Friday, 8 November 2013

Superhumans with Human Needs

"Oh no, he's done it again!" the girl next to me says. That's the fifth time and we're not even half way through the first set.

I'm sitting in London's O2 arena, the centre-piece of last year’s Olympics and the world’s busiest venue, literally and physically on the edge of my seat as two of the world's titans of tennis battle it out on court in what is arguable one of the highest caliber tournaments of the sporting calendar.

A few seats along Boris Becker is ensconced in a gaggle of society ladies and the adrenaline-fuelled air is buzzing with glamour and money but most of all sporting excellence.

I'm fascinated, my eyes darting from one B-list celebrity to the next, but even though I'm desperately trying to keep my mind on the score, all I can hear is the girl next to me declaring that Rafael Nadal has picked at his underwear in the most unbecoming manner for the sixth time in the last twelve minutes.


"Hasn't his girlfriend taught him anything about manners?"

Thankfully it took just a little over 70 minutes for the fiery Spaniard to beat his country man David Ferrer in two solid sets.

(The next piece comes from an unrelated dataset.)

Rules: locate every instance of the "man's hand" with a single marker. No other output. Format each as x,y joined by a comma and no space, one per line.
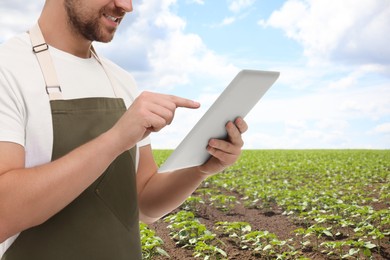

Not because I was getting bored of the match - quite the opposite in fact - but because if it had lasted any longer, I may have given into a terrible urge to turn around to my co-spectator, pour a glass of Moet Chandon over her dainty head in one swift movement and scoff at her: "He's only human you know".

BODILY NEEDS

Nothing escapes the watchful eye of the ever-critical public, and unfortunately, it seems that there will always be a preconception that sporting stars should be supernatural creatures with not a single fault or flaw and none of the natural needs that us mere mortals have to endure.

Cast your mind back to the London Marathon in 2007. Remember when Paula Radcliffe responded to the call of nature by squatting on the side of the course and relieving herself? Remember the uproar in the papers the following day? “Easy Peesy for Paula” was just one red top's biting headline.

Equally abrasive but perhaps even more absurd are the comments in the media about the Williams sisters. Is that cellulite on Serena's thigh? And the headlines borne out of Wayne Rooney's hair transplant. If he has lots of money and no hair, can you really blame him for using the former to fix the latter?

GREEN-EYED

Perhaps there's a simple explanation as to why we like gnawing around on strange or embarrassing behavioural patterns of others; especially if they happen to be rich, beautiful and famous.

Perhaps we like to mock and ridicule Nadal's pant-picking or Paula's public potty stop because it reminds us that these people are just as human as you and me - and therefore no better.

Granted they are stars of court, track and field but by painting them to be a little weird, a little embarrassing, a little crude – god forbid, even a little bit human - we might feel that little bit better about ourselves and our own uncouth habits: our inconvenient need to “go”,  our protruding post-Christmas belly and our got-up-late-and-forgot-to-shave-in-the-shower legs.

See it as you may, in the aftermath of that London Marathon, it became that little bit more acceptable for us to veer onto the side of the track and squat down shamelessly, if the port-a-loos are blocked, crowded or just one too many miles away. 


If we subsequently pull up our pants, rejoin the flow and cross the line with our heads held high, then where’s the shame?

Of course it also helps a little if you happen to be the fastest female marathon runner on earth and three-time winner of the London Marathon and New York Marathon. But still.